Agora chego ao ponto fundamental: a educação precisa mudar por dentro. Nem que tivéssemos os mais lindos e bem cuidados edifícios e investíssemos dignamente na remuneração dos professores, ainda assim haveria uma revolução pedagógica a ser feita, ensaiada desde Jan Comenius, Jean-Jacques Rousseau, Johan Heinrich Pestalozzi, sem mencionar os mais recentes educadores como Maria Montessori, Alexander Neil, Makarenko, Paulo Freire e tantos outros – todos diferentes entre si, mas alinhados em algumas mudanças fundamentais.
A educação não pode ser meramente conteudística, não pode ser passiva, modeladora, opressora do indivíduo e das novas gerações, muito menos indiferente em relação ao seu avanço cognitivo, ético e produtivo. Teríamos que ter urgentemente uma escola crítica, emancipadora, participativa, baseada em projetos, pesquisas, diálogo, ações sociais, com muito afeto, beleza e cooperação mútua. Enfim, uma escola e uma universidade que não sejam voltadas para formar o sujeito perfeitamente dócil e adaptado ao mercado, mas para formar sujeitos livres, críticos e que queiram e saibam como transformar o mundo.
Para essa mudança, há que se fazer uma verdadeira revolução na política, nas cabeças e nos corações das famílias, dos professores, dos coordenadores, das instituições. E aí é que está a maior dificuldade, não interessa a ninguém mudar a educação nessa profundidade.
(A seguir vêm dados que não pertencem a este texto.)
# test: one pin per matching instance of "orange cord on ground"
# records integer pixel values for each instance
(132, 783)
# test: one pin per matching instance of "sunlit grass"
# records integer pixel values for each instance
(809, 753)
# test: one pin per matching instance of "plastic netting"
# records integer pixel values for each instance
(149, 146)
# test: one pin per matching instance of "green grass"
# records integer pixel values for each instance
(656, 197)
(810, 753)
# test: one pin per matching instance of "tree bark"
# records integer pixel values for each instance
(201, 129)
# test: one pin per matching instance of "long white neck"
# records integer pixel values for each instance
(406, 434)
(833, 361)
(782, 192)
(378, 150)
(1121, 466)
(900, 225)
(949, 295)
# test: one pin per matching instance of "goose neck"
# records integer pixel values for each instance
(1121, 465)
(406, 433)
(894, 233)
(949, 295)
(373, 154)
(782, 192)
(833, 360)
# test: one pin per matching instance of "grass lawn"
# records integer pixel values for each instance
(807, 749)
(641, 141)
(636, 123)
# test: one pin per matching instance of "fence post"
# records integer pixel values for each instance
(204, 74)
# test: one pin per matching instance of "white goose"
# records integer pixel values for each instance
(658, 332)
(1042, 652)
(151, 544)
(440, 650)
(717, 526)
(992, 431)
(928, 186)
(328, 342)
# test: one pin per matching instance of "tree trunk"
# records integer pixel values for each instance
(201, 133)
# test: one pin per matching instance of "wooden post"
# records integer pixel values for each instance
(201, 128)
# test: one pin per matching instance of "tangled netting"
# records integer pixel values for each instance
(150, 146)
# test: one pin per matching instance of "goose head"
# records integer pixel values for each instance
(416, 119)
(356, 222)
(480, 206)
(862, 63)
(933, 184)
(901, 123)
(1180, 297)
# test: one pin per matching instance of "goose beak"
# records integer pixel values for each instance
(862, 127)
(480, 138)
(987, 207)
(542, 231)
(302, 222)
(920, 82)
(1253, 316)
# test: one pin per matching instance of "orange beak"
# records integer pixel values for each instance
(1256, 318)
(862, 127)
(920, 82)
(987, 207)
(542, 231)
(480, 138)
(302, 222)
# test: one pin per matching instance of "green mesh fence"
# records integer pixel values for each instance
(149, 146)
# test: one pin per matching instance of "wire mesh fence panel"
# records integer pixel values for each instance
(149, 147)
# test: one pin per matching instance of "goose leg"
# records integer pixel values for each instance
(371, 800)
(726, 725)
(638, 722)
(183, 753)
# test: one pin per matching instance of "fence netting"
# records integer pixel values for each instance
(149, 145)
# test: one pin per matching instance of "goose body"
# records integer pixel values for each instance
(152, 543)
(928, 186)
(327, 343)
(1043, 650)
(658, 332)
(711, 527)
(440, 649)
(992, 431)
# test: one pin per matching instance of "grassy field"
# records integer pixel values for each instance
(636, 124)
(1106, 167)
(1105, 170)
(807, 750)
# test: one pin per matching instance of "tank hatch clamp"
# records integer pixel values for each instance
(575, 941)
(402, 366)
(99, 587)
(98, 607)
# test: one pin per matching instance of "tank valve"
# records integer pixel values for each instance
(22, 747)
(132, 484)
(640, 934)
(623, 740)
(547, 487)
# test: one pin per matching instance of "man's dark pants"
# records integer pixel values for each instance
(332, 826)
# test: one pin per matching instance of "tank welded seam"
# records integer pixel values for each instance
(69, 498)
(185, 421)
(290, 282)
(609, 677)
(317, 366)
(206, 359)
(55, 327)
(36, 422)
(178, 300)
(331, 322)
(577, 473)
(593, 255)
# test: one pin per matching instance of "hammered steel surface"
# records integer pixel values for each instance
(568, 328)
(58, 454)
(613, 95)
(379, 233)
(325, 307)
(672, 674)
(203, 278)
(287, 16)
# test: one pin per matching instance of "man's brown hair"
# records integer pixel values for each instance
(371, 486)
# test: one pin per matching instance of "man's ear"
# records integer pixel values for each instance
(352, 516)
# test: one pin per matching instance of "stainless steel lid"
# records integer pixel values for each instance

A criança e o jovem ainda são presas para a manipulação, para a formatação das mentes, submissas e encaixadas na sociedade capitalista. De acordo com sua classe social: para serem empresários ou empregados ou, mais recentemente, empresários de si mesmos (o que é ainda pior)! E as famílias cooperam com isso, os professores idem – todos convencidos pela própria educação que tiveram, que assim deve ser. O sistema de obediência e submissão presente desde o Jardim da Infância prepara a pessoa para submeter-se ao sistema econômico e sociopolítico na fase adulta. O dia em que quebrarmos isso, avançamos muitos passos.
Entretanto, hoje, temos no cenário, um fator que complica imensamente todas essas encruzilhadas: os celulares, os tablets, que estão formatando antes e depois da família e da escola, as novas gerações – mas isso é tema para o próximo artigo.